Tasting Other Wines

Cowie Wine Cellars in Paris (Logan County); 2007.

An early friend of the CALS Encyclopedia of Arkansas, Bob Cowie, founder of Cowie Wine Cellars, once admonished me for saying something to the effect of Arkansans should only drink Arkansas wines. At the time, early in my tenure at the EOA, I had embraced a somewhat patriotic fervor when it comes to the state, and wine was one outlet for that enthusiasm. But Bob, although a fierce promoter of the state’s vintages himself, said to me:

“As a winemaker, I’m always sampling wines that come from other states or other countries, because to make good Arkansas wine, I need to understand wine itself as much as I can. I have to inquire into what other states and wineries are doing and see if I can use some of that knowledge here.”

Since that day long ago, and much to the relief of my wife (who prefers drier wines), I’ve not entirely scorned the odd out-of-state vintage. And I remember Bob’s admonition that to understand something well means understanding it both deep (that is, local) and wide (that is, in the broader context).

As with wine, so with history. You could, if you wanted, attempt to grasp Arkansas history by reading only books about Arkansas, but that won’t help you much with placing Arkansas in the broader context of things, and it’s in that broader context that Arkansas must be comprehended, for the state’s interactions with other states, the country as a whole, or the whole world have made it what it is now.

To understand Arkansas, you need to dabble in a little bit of everything else.

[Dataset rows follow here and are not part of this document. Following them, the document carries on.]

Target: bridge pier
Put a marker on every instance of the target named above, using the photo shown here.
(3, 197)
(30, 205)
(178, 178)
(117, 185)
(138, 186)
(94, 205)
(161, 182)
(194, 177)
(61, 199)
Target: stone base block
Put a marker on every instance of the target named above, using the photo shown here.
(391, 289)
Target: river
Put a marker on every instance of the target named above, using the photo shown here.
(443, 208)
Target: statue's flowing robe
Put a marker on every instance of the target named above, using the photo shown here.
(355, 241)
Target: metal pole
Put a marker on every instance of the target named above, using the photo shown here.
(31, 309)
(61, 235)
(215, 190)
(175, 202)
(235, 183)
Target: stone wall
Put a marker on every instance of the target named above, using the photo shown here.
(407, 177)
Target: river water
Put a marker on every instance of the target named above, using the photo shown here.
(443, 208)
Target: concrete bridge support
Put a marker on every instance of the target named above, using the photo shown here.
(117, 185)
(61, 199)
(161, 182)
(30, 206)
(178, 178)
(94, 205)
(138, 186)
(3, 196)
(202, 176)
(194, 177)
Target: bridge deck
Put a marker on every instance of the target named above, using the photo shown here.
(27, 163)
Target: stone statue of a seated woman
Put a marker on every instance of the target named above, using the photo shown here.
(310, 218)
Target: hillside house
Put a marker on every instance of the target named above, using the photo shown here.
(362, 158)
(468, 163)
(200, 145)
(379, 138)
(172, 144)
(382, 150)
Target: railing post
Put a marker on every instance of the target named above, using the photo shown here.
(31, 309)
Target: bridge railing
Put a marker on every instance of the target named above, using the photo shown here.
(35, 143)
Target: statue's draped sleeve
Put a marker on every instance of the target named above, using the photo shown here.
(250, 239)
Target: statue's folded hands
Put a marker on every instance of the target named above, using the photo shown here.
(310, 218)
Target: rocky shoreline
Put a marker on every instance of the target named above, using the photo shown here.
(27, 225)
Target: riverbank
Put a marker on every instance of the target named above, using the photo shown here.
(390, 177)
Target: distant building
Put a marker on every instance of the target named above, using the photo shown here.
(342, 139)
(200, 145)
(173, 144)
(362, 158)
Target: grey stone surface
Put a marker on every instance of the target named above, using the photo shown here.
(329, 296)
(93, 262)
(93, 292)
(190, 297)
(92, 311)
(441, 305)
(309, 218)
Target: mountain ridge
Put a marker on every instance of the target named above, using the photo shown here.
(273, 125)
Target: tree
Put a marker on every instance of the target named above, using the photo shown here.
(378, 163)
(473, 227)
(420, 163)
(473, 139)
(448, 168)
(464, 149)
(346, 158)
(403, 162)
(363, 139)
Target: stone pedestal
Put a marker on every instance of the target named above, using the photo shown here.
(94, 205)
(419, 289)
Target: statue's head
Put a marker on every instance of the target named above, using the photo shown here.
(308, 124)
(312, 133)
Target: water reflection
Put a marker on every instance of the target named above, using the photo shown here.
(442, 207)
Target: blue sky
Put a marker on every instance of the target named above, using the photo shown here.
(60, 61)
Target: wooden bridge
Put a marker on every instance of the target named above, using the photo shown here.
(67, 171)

That is to say, borders constitute a convenient lie. Lines on a map may separate government authorities, but very little else. I was conscious of this recently while reading Alrik Gustafson’s magnificent 1961 book, A History of Swedish Literature. I bought the book back in October 2022 at a little shop in Lindsborg, Kansas, where my wife and I had gone for a brief vacation. (If we leave the state, it’s hard to think about work, but if we stay here, then someone—probably me—will tend to see something and say, “Hey, we don’t have that picture on the EOA, so let me just pull over here for a moment…”) Anyhow, as Gustafson points out, the early days of Swedish literature are challenging to separate from the broader picture of Scandinavian writing as a whole, especially given that parts of Sweden have, at different times in history, been part of Denmark and Norway, and vice versa. Moreover, Sweden, lying on the periphery of Europe, was not immune to the allure of French fashion or German intellectual currents; in fact, its leaders and scholars often sought out foreign styles and modes of thought, just as in the twentieth century, Swedish writers were influenced by currents in British and even American literature. To understand Swedish literature truly means understanding the why and how of these various influences.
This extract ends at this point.